Development and validation of a novel model for predicting the survival of bladder cancer based on ferroptosis-related genes.

The role of ferroptosis, a new form of cell death, in bladder cancer (BC) has not been sufficiently studied. This study aimed to establish a prognostic prediction model for BC patients based on the expression profile of ferroptosis-related genes (FRG). The expression profiles of BC samples with clinical information were obtained from The Cancer Genome Atlas (TCGA) and Gene Expression Omnibus (GEO). A total of 80 differentially expressed genes (DEGs) related to FRG were identified among which 37 DEGs were found to have a prognostic value. Eleven genetic markers including SLC2A12, CDO1, JDP2, MAFG, CAPG, RRM2, SLC2A3, SLC3A2, VDAC2, GCH1, and ANGPTL7 were identified through the LASSO regression analysis. The ROC curve analysis showed that the AUC was 0.702, 0.664, and 0.655 for the 1-year, 3-year, and 5-year survival outcomes, respectively. The prediction performance was verified in the TCGA-testing set and external set GSE13507. Multivariate Cox proportional hazards analysis showed that the risk score was an independent prognostic predictor.
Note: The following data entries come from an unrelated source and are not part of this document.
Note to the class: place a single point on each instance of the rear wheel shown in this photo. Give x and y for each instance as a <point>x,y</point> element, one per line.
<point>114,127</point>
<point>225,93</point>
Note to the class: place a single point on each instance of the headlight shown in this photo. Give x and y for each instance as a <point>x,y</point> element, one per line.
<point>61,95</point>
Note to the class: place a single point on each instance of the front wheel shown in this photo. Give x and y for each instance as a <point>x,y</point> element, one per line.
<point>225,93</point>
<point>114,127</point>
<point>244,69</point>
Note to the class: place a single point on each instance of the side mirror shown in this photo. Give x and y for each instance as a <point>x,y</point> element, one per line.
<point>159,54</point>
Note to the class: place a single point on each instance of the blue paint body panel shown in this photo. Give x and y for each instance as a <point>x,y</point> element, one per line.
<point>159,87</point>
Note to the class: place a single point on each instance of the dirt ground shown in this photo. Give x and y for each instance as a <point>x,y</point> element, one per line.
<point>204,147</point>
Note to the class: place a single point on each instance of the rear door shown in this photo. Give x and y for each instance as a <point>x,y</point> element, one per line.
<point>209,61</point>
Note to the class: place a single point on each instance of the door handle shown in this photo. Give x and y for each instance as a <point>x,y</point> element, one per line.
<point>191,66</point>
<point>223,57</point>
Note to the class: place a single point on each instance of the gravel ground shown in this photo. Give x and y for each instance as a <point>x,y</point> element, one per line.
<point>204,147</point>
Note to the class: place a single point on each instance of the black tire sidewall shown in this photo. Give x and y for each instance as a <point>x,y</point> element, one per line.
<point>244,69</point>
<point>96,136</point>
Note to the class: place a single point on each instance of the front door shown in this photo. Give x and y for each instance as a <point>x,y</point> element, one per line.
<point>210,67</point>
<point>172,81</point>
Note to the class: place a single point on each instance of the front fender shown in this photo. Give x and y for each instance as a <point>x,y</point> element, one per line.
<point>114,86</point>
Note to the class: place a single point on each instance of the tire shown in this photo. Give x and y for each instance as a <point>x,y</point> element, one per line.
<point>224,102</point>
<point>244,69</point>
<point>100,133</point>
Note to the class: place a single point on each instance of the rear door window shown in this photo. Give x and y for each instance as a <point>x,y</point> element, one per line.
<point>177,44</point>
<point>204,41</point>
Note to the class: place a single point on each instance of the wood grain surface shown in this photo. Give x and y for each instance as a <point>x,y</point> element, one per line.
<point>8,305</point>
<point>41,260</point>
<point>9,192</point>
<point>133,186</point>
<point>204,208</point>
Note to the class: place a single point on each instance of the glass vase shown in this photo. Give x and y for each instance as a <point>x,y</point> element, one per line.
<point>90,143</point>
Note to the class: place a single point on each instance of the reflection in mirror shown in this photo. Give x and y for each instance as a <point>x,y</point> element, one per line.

Moreover, we found differences in gene mutation, gene expression, and immune cell infiltration between the high and low-risk groups of BC patients. Finally, a nomogram was constructed by integrating clinical features and FRG signatures to predict the survival outcomes of BC patients. In addition, the differential expression of FRG mRNA and protein was verified through PCR and HPA online site. The characteristics of 11 FRG genes were examined and a prognostic nomogram for predicting the overall survival of BC was established.